The European Startup Monitor (EMS) 2016 has just been published and aims to provide a comprehensive overview of our continent's startup scene. While the second ESM was able to significantly expand its database, surveying approximately 2,500 startups and more than 6,300 founders with over 23,700 employees from 18 countries, with 1,224 startups surveyed, almost half of all startups surveyed in the ESM come from Germany alone.
This time, founders from eight additional countries were also surveyed, including Cyprus, Finland, and Portugal. The country comparison provides some clues. However, the sample sizes in the individual countries vary considerably. Nevertheless, we would like to present a comparative overview of the results and show where German founders might be different.
The European Startup Monitor 2016 at a glance
On average, the European companies surveyed are 2.4 years old, prefer to start up in the digital economy, and over 901,452,000 respondents rate their current business situation as satisfactory or good. Three-quarters of the startups surveyed are team-founded.
Where does Germany stand out?
In Germany, the majority of startups are founded by people with German passports, namely 92%. No other European country has as few foreigners as Germany. German startups, however, offer an international working environment, with around 30% of employees coming from abroad (which, however, is still within the European average).
Focus on the domestic market versus internationalization
Compared to the EU, German startups also place the strongest focus on their home market (59.6%, 145.2%). This is certainly due to the fact that there is a sufficiently large and strong domestic market for digital economy products and services.
At the same time, German startups demonstrate a high level of internationalization compared to the study, with 45% of startups planning to expand further in the next twelve months. However, almost a third of founders in Germany have no plans to internationalize at all, ranking lowest among the 17 other countries, where 8 out of 10 startups plan to enter foreign markets.
Access to the foreign market
Startups see the biggest hurdles to internationalization in the different legislation and regulations in other markets. When asked about the strategies European startups plan to use to gain access to foreign markets and customers, most young companies stated that they intend to do so through exports (around 40%) or through partnerships with companies in the foreign market (almost a quarter). Other startups plan to pursue licensing or franchising strategies, branches, or joint ventures.
Serial entrepreneurs slightly above average in Germany
Almost half of the Germans surveyed have already founded one or more businesses, placing them only slightly above the European average. Across Europe, founders are not intimidated: 62% of respondents would start again even if their current startup failed. Very few founders have experience with insolvency. Only just under 6% had abandoned previous ventures for this reason.
Job engine startup
Although on average only 2.4 years old, European startups employ an average of 12 people, including the average 2.5 founders on the team. In Germany, the job engine is running at a higher pace, with 15.4 employees, including 3.5 founders. Only in Switzerland and Finland are the figures higher.

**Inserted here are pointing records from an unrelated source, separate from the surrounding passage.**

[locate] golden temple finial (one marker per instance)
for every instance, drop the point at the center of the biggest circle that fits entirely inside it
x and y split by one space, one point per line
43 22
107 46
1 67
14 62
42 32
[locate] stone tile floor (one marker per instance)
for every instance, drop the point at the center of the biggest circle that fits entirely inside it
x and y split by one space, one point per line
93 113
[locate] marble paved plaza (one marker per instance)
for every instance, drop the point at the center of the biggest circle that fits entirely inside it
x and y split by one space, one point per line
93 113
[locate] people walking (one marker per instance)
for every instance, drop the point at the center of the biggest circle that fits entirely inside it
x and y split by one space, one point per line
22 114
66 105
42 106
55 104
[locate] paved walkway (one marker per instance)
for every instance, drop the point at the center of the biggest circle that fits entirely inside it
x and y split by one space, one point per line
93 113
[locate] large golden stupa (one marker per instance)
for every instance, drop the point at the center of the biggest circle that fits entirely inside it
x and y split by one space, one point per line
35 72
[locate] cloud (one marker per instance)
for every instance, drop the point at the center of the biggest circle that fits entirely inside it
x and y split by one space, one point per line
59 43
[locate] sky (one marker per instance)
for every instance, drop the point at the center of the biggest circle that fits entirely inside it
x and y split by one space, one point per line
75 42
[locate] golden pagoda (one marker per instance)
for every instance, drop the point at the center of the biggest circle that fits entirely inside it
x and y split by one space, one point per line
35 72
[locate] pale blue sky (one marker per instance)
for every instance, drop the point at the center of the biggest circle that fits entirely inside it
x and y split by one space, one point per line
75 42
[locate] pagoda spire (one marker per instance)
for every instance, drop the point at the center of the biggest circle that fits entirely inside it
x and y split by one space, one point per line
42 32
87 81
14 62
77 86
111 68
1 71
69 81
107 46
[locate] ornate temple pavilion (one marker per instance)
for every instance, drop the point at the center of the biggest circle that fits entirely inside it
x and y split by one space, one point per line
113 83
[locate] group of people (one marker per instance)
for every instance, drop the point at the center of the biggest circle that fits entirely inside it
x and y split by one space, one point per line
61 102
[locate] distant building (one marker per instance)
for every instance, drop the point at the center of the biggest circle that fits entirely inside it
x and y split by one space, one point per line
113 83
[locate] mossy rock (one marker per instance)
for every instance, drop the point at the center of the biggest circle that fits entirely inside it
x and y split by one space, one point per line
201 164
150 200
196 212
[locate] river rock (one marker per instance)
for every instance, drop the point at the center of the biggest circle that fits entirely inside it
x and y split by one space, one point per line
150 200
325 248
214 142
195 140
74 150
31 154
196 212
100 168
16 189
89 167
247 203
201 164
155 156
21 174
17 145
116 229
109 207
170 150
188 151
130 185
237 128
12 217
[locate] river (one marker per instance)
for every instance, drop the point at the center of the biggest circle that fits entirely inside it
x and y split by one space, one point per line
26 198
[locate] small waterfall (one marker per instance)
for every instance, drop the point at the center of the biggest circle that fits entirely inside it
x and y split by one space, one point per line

Furthermore, an average of 6.6 additional employees are planned over the next twelve months.
Women underrepresented
The proportion of women in startups remains low across Europe. Both as founders (under 15%) and in management positions (under 17%), women are represented below average.ch is often represented. In Germany, this figure is even lower.
Here, there are another 1 percentage point fewer female founders among startups, and only 15.2% of women in management. By comparison, Great Britain and Spain have twice as many women in management positions, with 30%.
Financing most often through own resources
Across Europe, the most common source of start-up financing is from the young entrepreneurs' own savings (just under €851,000). Financing from family and friends (under €301,000) and government grants and loans (€26,500,000) follows at a considerable distance.
In a European comparison, German startups receive the most government funding, with 35.5%, after Austria and ahead of Spain. At the same time, however, only half of German startups believe that the government provides them with sufficient support or that politicians understand the needs of startups. Accordingly, the main request from the government of 60% of the startups surveyed is for administrative hurdles to be reduced, while around 50% would like tax relief or even more support in raising capital (33%).
Another challenge: Sales
However, the biggest challenge for the startups surveyed is sales and customer acquisition. Three out of four European startups already cooperate with established companies. However, almost 20% of the young companies report this area as problematic and are looking for collaborations with established companies. So, big plans for the European startups.
All figures for Germany come from the German Startup Monitor (DSM). Read here our comment on the DSM results.